I was recently interviewed by a journalist for a magazine and was asked the question ‘Is yoga a spiritual activity?’ I thought this was an interesting question. As a yoga and meditation teacher I often come across the word ‘spiritual’. People I meet may think of me as someone who is spiritual, particularly as I have a Buddhist name.

Spiritual may mean different things to different people so, to begin with, we need to clarify what is actually meant by the term ‘spiritual’. The dictionary defines it as ‘relating to or affecting the human spirit or soul as opposed to material or physical things,’ which I think may be helpful. It alludes to transcendence, moving beyond the mundane and material world, to something or someone concerned with higher matters. Personally I am not very keen on the word spiritual, as I feel it encourages a potential tendency for aloofness, seeing spiritual practice as escape, cut off from our lived experience and engagement with the everyday world. Sometimes this tendency can lead to a desire to repress aspects of ourselves such as our sexuality and our relationship to our bodies. I think the late Jungian psychologist James Hillman captures this well when he says “The Spiritual point of view always posits itself as superior, and operates particularly well in a fantasy of transcendence among ultimates and absolutes.” This Spiritual view can express itself with ideas like drinking a pint of beer down the pub or enjoying fish and chips for your supper are not very ‘spiritual’ activities, whereas going on retreat, meditating and practicing yoga are somehow higher or more spiritual activities. A view like this, I feel, has an aspect of Spiritual arrogance and is not very helpful, as it can potentially lead to a cutting off from the ordinariness of human life.
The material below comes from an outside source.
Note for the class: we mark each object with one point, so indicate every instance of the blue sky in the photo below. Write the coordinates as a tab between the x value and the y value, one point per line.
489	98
Hillman draws out a counter-balance to this aspect of Spirit or Spiritual. He calls this Soul. He sees Spirit as concerned with transcendence, to move beyond, to distance oneself, the realm of ideas, clarity, masculinity. Soul in Hillman’s sense is not used in the way we sometimes think of it, as an eternal part of us that will be liberated from the body after death. Soul in this sense is not a thing but a quality: dark, mysterious, moist, associated with the earth, the body, imagination and the feminine. Soul by its very nature is relational and is very much about being in the world.

I believe that spiritual traditions can have, by their very nature, a view of transcendence. As someone who has spent the last 20 years exploring Buddhism, this has been my own personal experience. For me, I have found a healthy balance is needed between these two qualities of Soul and Spirit. We all need spirit in our lives to enable us to see beyond the horizon, a glimpse of something bigger than ourselves, but we also need soul, to remind us of our bodies and the earth beneath our feet. I think during my first 10 years of practicing Buddhism I had a view that I wanted to transcend the world in some way, partly because my experience of being in the world and my own inner life were at times painful or difficult. Now I feel rather than trying to transcend the world I am more interested in making my way through it.

I am reminded of the words by the American poet Wallace Stephens:

“The way through the world is more difficult to find than the way beyond it.”